Security / Hardening

Limit exposure and follow least-privilege. The Caddy Reverse Proxy Automatic HTTPS should be reachable only on 80/443.

UFW (Ubuntu/Debian)

sudo ufw allow 80/tcp
sudo ufw allow 443/tcp
sudo ufw reload
sudo ufw status

firewalld (RHEL/Rocky/Fedora/openSUSE)

sudo firewall-cmd --permanent --add-service=http
sudo firewall-cmd --permanent --add-service=https
sudo firewall-cmd --reload
sudo firewall-cmd --list-all

Systemd hardening (drop-in)

sudo install -d -m 0755 /etc/systemd/system/caddy.service.d
sudo tee /etc/systemd/system/caddy.service.d/override.conf >/dev/null <<'OVR'
[Service]
AmbientCapabilities=CAP_NET_BIND_SERVICE
CapabilityBoundingSet=CAP_NET_BIND_SERVICE
NoNewPrivileges=true
PrivateTmp=true
ProtectHostname=true
ProtectKernelLogs=true
ProtectSystem=full
ReadWritePaths=/var/lib/caddy /var/log/caddy /etc/caddy
OVR

sudo systemctl daemon-reload
sudo systemctl restart caddy

Performance & Optimization

Enable compression and keep connections hot. Caddy handles HTTP/2/3 automatically when supported.

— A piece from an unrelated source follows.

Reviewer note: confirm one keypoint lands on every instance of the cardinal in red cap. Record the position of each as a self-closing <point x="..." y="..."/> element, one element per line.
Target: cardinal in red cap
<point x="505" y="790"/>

# /etc/caddy/Caddyfile — snippet inside your site
encode zstd gzip

@static path /assets/* /static/* /_next/* /favicon.ico
header @static Cache-Control "public, max-age=2592000, immutable"

Backup & Restore

Back up configuration and ACME state so certificates and settings restore cleanly.

# (A) Backup
sudo tar -C / -czf /root/caddy-backup-$(date +%F).tgz   etc/caddy var/lib/caddy var/log/caddy --numeric-owner
sha256sum /root/caddy-backup-$(date +%F).tgz

# (B) Restore
set -euo pipefail
BACKUP="/root/caddy-backup-YYYY-MM-DD.tgz"
sudo systemctl stop caddy
sudo tar -C / -xzf "$BACKUP"
sudo chown -R caddy:caddy /etc/caddy /var/lib/caddy /var/log/caddy
sudo systemctl start caddy && sudo systemctl status --no-pager caddy

Troubleshooting (Top issues)

1) Certificates not issued (HTTP challenge fails)
Symptom: caddy logs show ACME challenge timeouts. Likely cause: port 80 blocked or DNS not pointing to this server.

ss -tulpen | grep ':80'
dig +short A $DOMAIN; dig +short AAAA $DOMAIN
sudo journalctl -u caddy --since "10 min ago"

2) 502 Bad Gateway from reverse proxy
Symptom: HTTP 502/504. Likely cause: backend not reachable or wrong BACKEND_PORT.

curl -sS http://$BACKEND1_IP:$BACKEND_PORT/_health
curl -sS http://$BACKEND2_IP:$BACKEND_PORT/_health
sudo journalctl -u caddy -n 200 --no-pager

3) Cloudflare in front of Caddy breaks redirects
Symptom: redirect loops. Likely cause: “Flexible” SSL at Cloudflare.

# Set Cloudflare SSL mode to "Full (strict)" for Caddy Reverse Proxy Automatic HTTPS
# Then purge cache and test again

4) Port conflicts with Nginx/Apache
Symptom: Caddy fails to bind 80/443. Likely cause: other web server already listening.

sudo ss -tulpen | grep -E ':80|:443'
sudo systemctl disable --now nginx apache2 httpd || true
sudo systemctl restart caddy

5) SELinux blocks outbound to backends (RHEL/Fedora)
Symptom: 502 errors and avc: denied in logs. Likely cause: SELinux policy.

# allow reverse proxy connections
sudo setsebool -P httpd_can_network_connect 1
sudo ausearch -m AVC,USER_AVC -ts recent | tail -n 50

Key Takeaways & Next Steps

• Caddy Reverse Proxy Automatic HTTPS simplifies HTTPS with automatic certificates and smart defaults.
• Harden access (firewall + systemd), watch logs, and validate changes with caddy validate.
• Next: add service-specific routes, rate limits, or JWT/OAuth in front of your apps.